Turbine engine hot-section manufacturing highlights the link between technology and risk of burn injuries.
There are few more sophisticated and complex high-heat metallurgy manufacturing processes — and few with less tolerance for error — than the processes involved in manufacturing components of the hot-section of an aviation gas turbine engine. This precision minimizes the risk of catastrophic aviation disasters such as uncontrolled engine failure.
Involving super-heated, liquefied metals and extremely hot smelters, furnaces, crucibles or molds, it might be assumed that hot-section manufacturing constitutes a high-risk burn environment.

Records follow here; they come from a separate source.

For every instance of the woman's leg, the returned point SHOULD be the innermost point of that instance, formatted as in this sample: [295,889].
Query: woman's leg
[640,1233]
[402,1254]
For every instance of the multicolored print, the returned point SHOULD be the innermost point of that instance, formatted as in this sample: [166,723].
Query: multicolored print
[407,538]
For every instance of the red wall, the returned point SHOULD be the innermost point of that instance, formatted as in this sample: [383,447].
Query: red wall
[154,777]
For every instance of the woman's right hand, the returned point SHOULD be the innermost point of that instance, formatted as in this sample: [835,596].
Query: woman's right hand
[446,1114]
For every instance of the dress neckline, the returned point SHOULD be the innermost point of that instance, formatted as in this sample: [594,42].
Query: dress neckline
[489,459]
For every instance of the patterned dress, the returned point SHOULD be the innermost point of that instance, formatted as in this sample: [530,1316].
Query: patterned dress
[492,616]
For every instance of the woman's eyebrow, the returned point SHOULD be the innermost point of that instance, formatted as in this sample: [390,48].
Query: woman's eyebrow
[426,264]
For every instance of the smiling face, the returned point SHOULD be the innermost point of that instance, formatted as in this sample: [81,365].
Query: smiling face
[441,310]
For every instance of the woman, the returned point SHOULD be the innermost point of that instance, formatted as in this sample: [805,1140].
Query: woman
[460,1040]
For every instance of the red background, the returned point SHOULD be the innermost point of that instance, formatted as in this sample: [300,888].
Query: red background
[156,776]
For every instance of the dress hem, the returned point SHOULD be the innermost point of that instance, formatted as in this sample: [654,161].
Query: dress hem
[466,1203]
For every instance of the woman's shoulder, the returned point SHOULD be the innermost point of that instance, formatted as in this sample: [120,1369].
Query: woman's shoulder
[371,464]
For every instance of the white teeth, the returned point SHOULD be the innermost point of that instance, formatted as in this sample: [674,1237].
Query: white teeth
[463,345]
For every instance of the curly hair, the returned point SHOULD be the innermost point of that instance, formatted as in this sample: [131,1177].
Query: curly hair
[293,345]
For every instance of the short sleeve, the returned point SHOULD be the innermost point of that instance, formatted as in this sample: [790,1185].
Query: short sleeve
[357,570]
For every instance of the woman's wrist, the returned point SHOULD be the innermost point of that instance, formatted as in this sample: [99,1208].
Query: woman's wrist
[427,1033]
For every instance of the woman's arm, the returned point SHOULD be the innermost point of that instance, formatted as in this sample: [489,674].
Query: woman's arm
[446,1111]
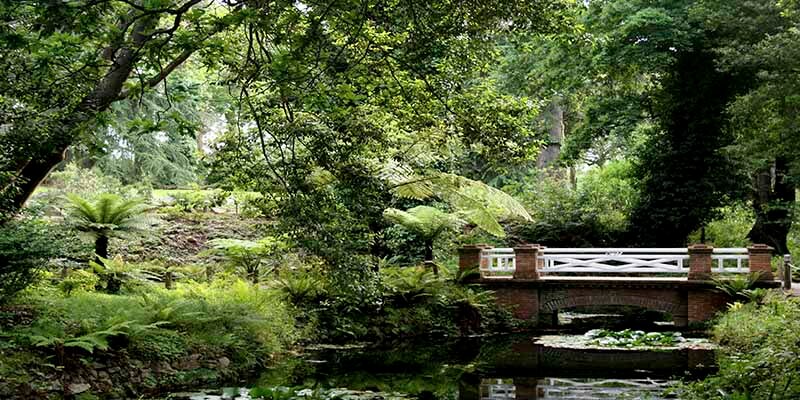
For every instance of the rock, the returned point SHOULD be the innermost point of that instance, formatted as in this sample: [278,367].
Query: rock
[76,388]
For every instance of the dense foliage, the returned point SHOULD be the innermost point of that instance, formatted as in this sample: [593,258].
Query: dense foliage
[758,358]
[256,174]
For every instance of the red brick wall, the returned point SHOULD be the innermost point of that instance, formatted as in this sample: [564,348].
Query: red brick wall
[523,302]
[703,304]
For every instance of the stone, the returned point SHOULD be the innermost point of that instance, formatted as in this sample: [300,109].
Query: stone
[76,388]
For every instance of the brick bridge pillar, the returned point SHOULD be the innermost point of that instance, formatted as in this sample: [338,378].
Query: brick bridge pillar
[702,303]
[469,256]
[527,261]
[700,262]
[760,261]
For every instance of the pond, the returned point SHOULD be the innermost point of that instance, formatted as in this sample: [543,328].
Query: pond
[508,367]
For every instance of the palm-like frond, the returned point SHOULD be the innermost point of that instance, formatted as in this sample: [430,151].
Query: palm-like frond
[107,214]
[427,222]
[478,202]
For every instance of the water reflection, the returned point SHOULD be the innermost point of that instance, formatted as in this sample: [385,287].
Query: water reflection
[578,388]
[505,368]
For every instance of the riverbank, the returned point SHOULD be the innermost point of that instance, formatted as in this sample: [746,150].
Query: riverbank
[142,342]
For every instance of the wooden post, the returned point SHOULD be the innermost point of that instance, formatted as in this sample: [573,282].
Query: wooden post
[700,262]
[469,256]
[787,272]
[527,256]
[760,257]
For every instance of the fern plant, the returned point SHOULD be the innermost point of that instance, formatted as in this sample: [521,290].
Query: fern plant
[476,201]
[740,288]
[246,257]
[110,215]
[427,223]
[114,272]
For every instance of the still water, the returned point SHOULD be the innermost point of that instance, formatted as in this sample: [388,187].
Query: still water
[500,368]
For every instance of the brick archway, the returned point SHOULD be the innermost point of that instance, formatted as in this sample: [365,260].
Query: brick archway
[612,299]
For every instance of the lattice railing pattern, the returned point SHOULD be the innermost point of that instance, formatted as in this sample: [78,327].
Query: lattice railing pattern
[615,260]
[498,263]
[501,262]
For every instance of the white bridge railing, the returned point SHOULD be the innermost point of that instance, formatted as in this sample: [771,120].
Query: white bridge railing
[501,262]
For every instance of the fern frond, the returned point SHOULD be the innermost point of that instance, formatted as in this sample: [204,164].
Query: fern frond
[476,201]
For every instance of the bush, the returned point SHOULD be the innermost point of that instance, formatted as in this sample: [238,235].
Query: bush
[25,248]
[759,356]
[731,229]
[83,182]
[231,318]
[594,214]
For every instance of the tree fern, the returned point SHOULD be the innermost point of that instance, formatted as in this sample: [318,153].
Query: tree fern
[476,201]
[427,223]
[109,215]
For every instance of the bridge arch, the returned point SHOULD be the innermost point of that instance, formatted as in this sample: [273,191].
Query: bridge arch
[612,299]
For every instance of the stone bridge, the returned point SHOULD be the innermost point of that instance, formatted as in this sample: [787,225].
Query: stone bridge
[537,282]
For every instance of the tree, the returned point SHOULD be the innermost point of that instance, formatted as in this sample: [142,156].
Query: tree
[65,62]
[108,216]
[26,245]
[246,256]
[763,38]
[659,57]
[428,223]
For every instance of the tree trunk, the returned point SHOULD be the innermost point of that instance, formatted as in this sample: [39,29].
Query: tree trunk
[549,154]
[429,257]
[773,201]
[35,167]
[168,280]
[101,248]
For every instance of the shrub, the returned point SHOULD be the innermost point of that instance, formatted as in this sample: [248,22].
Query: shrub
[228,317]
[595,213]
[759,356]
[25,248]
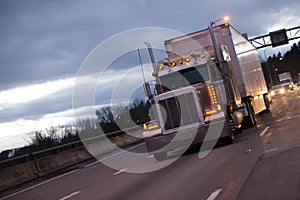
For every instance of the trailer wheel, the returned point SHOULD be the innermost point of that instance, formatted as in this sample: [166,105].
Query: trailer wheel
[160,156]
[250,120]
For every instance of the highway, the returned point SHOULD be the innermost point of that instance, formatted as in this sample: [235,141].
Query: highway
[263,163]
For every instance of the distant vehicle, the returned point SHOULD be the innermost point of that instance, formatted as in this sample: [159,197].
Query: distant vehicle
[286,81]
[277,90]
[297,88]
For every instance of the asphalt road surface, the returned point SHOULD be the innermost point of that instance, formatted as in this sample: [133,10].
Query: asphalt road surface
[263,163]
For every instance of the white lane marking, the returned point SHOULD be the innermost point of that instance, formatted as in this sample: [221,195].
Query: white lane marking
[70,195]
[214,194]
[60,176]
[264,131]
[98,161]
[37,185]
[270,150]
[269,134]
[120,171]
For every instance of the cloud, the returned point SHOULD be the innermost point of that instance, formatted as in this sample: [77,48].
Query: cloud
[44,43]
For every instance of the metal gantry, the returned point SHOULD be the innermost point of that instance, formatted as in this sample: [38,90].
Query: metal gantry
[283,35]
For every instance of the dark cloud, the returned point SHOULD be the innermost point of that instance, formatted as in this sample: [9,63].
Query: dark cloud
[48,40]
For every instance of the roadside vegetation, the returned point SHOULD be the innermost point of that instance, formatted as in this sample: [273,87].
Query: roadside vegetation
[108,119]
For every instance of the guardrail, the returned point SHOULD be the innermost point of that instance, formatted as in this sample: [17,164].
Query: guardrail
[60,148]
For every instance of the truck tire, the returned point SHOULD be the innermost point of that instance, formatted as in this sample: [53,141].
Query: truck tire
[250,120]
[160,156]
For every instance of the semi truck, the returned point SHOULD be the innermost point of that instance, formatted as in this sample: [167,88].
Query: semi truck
[285,80]
[200,97]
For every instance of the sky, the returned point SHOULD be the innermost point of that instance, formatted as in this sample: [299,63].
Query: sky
[44,43]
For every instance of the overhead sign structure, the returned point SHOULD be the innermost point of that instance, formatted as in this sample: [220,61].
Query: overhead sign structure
[276,38]
[279,38]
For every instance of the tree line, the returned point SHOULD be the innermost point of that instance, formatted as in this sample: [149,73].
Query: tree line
[287,62]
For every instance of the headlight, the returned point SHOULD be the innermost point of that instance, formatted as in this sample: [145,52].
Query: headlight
[151,129]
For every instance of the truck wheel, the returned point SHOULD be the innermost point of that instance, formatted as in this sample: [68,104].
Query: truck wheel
[250,120]
[160,156]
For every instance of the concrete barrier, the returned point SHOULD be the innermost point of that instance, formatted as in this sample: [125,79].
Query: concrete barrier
[39,167]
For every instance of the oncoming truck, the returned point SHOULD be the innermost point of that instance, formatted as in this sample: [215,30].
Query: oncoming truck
[202,97]
[285,80]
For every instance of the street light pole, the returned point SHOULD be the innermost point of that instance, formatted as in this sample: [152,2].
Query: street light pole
[223,65]
[269,73]
[219,57]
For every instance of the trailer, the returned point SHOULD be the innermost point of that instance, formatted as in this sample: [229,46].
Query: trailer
[196,90]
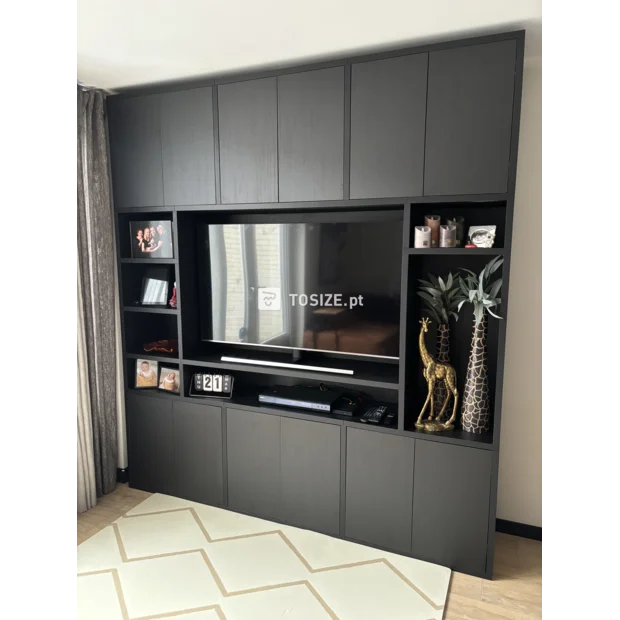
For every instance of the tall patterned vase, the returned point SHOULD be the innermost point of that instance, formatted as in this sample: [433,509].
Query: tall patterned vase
[443,355]
[476,408]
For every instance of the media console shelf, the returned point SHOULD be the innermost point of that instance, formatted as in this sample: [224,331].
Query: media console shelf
[396,135]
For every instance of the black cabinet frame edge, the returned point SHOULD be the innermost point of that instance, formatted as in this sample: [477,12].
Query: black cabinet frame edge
[520,529]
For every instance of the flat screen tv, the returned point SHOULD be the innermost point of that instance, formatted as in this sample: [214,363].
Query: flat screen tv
[316,282]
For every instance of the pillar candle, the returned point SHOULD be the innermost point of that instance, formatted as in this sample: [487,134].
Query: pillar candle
[422,237]
[433,222]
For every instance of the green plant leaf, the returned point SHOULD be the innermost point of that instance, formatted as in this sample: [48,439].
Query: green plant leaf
[496,263]
[495,288]
[426,297]
[478,313]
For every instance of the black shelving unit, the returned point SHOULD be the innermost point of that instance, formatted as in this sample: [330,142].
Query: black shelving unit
[418,481]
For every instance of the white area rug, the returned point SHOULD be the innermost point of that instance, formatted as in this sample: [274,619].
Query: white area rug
[172,558]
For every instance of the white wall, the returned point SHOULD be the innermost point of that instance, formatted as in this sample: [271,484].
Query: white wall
[521,454]
[118,43]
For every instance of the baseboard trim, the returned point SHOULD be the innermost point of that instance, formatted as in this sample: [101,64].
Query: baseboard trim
[520,529]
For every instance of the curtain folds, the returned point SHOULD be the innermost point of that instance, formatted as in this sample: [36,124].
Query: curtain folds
[96,274]
[86,487]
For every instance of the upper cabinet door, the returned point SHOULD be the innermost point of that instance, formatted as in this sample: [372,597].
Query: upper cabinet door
[388,108]
[311,135]
[469,119]
[187,147]
[135,145]
[248,124]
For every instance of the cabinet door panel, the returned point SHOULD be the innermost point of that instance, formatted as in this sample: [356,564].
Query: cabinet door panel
[311,135]
[248,128]
[379,489]
[198,452]
[187,147]
[150,444]
[469,119]
[253,441]
[310,464]
[388,110]
[135,151]
[451,505]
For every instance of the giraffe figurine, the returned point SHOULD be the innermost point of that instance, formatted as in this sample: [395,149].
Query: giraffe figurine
[436,371]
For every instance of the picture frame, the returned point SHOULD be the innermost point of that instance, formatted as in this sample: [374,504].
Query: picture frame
[169,380]
[482,236]
[155,283]
[146,377]
[151,239]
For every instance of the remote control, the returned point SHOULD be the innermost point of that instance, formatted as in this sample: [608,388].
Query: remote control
[390,419]
[374,415]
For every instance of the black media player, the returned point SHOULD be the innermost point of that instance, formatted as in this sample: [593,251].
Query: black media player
[311,399]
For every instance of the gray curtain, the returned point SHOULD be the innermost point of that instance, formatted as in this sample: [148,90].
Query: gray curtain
[96,251]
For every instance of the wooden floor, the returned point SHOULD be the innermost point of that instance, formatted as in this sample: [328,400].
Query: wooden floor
[514,594]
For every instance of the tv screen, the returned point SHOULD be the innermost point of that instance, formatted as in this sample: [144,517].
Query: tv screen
[331,286]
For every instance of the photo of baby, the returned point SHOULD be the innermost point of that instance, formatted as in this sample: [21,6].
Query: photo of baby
[146,374]
[151,239]
[169,380]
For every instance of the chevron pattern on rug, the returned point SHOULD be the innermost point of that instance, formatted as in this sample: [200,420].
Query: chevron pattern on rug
[174,558]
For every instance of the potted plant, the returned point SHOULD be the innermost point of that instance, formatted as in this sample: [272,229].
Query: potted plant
[482,292]
[441,300]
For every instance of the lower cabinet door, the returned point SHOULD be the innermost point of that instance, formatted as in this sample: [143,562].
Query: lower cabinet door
[253,456]
[379,489]
[150,444]
[310,466]
[451,505]
[198,452]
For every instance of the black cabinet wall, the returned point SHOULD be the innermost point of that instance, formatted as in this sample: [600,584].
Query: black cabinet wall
[285,469]
[388,112]
[248,128]
[451,495]
[379,489]
[253,449]
[175,447]
[469,119]
[416,497]
[135,151]
[430,123]
[311,135]
[150,444]
[310,475]
[187,147]
[162,149]
[382,129]
[198,452]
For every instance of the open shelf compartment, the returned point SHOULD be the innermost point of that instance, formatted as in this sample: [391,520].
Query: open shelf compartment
[415,391]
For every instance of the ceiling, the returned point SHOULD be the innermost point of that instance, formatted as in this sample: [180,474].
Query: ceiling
[122,43]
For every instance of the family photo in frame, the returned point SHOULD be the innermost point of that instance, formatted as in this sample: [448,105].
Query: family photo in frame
[146,374]
[150,375]
[169,380]
[151,239]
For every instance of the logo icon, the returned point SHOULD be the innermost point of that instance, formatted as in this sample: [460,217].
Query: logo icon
[269,298]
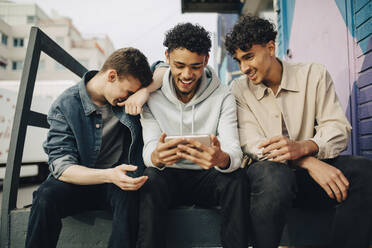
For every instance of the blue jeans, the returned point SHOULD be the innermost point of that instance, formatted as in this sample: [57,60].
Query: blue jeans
[55,200]
[275,188]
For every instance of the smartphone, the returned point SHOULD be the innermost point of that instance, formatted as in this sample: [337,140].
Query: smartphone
[202,138]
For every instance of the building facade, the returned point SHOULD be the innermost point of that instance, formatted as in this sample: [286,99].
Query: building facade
[15,23]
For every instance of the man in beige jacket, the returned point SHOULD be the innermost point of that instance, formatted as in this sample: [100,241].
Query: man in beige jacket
[291,123]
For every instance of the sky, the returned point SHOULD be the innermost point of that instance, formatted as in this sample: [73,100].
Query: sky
[135,23]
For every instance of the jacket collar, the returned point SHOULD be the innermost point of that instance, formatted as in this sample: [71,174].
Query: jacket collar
[88,106]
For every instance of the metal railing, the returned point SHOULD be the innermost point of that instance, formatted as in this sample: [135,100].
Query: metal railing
[24,116]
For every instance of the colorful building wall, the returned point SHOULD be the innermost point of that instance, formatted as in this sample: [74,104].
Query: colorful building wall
[335,33]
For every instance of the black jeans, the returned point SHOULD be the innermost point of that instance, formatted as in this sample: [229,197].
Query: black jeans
[274,187]
[171,187]
[55,200]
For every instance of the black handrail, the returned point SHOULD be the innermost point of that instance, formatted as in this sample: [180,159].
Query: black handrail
[38,42]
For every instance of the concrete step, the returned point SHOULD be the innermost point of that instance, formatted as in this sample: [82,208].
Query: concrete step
[187,227]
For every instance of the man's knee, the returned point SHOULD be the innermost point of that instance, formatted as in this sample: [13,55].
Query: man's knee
[271,178]
[43,196]
[156,181]
[355,168]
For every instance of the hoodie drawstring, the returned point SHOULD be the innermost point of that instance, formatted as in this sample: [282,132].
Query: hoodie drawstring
[192,121]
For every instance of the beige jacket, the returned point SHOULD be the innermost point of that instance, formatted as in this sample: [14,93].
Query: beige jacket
[306,100]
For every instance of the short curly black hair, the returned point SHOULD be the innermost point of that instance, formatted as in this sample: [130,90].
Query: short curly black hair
[193,37]
[248,31]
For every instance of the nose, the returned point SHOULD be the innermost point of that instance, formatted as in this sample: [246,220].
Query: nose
[245,67]
[187,73]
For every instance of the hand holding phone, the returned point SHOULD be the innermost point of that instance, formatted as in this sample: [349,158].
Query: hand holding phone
[166,151]
[202,138]
[203,155]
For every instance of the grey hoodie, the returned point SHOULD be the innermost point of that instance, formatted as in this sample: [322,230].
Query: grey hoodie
[212,110]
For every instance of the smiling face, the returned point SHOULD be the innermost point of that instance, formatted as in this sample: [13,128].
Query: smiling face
[119,89]
[257,62]
[187,69]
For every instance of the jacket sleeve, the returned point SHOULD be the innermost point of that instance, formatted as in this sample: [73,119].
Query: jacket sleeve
[151,133]
[332,128]
[250,132]
[227,133]
[60,145]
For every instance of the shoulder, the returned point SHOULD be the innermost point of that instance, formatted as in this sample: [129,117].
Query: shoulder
[67,101]
[239,85]
[305,68]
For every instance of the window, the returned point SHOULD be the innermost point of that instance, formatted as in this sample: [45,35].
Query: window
[84,62]
[18,42]
[17,65]
[31,19]
[4,39]
[3,63]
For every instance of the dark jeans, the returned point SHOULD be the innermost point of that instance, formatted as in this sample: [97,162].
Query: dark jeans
[55,200]
[274,185]
[171,187]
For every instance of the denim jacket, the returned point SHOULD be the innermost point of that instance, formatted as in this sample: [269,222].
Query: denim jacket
[75,133]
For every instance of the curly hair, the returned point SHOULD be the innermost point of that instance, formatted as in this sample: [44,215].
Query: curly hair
[248,31]
[186,35]
[129,61]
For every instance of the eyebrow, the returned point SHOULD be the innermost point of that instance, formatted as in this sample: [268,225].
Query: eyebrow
[178,62]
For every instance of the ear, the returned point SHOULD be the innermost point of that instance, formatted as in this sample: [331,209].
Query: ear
[206,59]
[167,57]
[271,46]
[111,75]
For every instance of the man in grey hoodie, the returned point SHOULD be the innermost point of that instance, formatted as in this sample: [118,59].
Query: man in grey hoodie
[184,171]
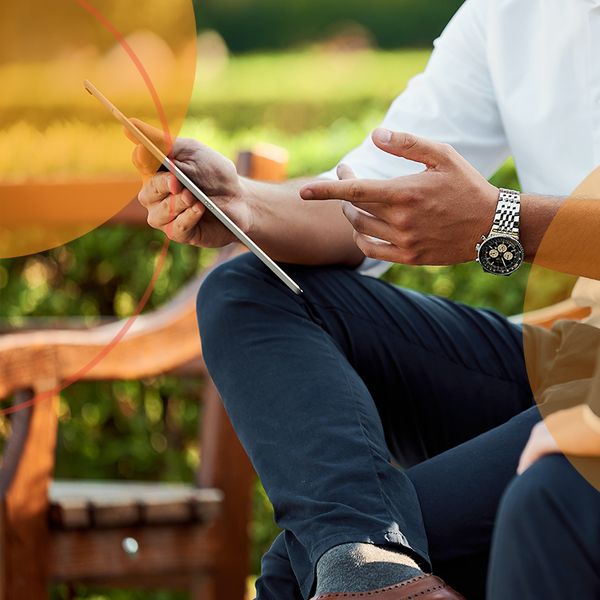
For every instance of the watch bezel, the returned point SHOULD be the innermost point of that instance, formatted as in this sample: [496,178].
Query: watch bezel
[517,262]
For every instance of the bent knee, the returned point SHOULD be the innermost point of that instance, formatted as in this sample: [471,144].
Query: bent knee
[537,491]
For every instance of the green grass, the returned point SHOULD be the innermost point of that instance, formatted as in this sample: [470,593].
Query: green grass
[317,106]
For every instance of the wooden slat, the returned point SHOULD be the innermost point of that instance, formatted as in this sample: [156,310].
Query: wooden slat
[99,556]
[79,504]
[157,343]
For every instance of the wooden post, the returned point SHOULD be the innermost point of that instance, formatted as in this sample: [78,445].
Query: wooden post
[24,481]
[226,467]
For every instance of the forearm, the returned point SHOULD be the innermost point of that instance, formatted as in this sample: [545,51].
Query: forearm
[537,214]
[562,234]
[292,230]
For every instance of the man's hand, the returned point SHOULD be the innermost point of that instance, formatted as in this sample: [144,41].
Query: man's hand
[563,432]
[172,208]
[433,218]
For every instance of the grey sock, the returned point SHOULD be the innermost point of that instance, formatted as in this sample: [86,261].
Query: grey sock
[363,567]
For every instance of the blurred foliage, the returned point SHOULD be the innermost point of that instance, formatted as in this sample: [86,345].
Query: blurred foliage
[254,24]
[148,430]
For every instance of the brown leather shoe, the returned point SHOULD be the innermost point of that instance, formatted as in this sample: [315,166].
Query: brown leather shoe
[423,587]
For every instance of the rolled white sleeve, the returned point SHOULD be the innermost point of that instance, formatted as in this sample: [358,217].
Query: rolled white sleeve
[452,101]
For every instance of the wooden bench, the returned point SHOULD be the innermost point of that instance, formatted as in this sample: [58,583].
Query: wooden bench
[165,536]
[192,537]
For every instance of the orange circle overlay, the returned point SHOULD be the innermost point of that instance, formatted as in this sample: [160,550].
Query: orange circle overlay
[65,164]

Actually, the danger of serious burns in any manufacturing environment often are misunderstood or underappreciated — as are the staggering human and economic costs. With a single bad burn, a worker can be scarred for life, and manufacturers or insurers may be exposed to tens of millions of dollars in worker’s compensation payments, settlements or verdicts. And no class of burns creates greater tragedy or higher financial costs than 4th degree, full-thickness burns to the hands and face associated with super-hot metal production.
Just to illustrate, burn-center treatment of a 4th degree burn covering 20 percent of a victim’s body — a “serious large burn” — easily can exceed $750,000 for the first few months of intensive treatment at a burn center. Reconstructive surgery can continue for decades, and pain and the humiliation of disfigurement can be a life-long burden for the victim.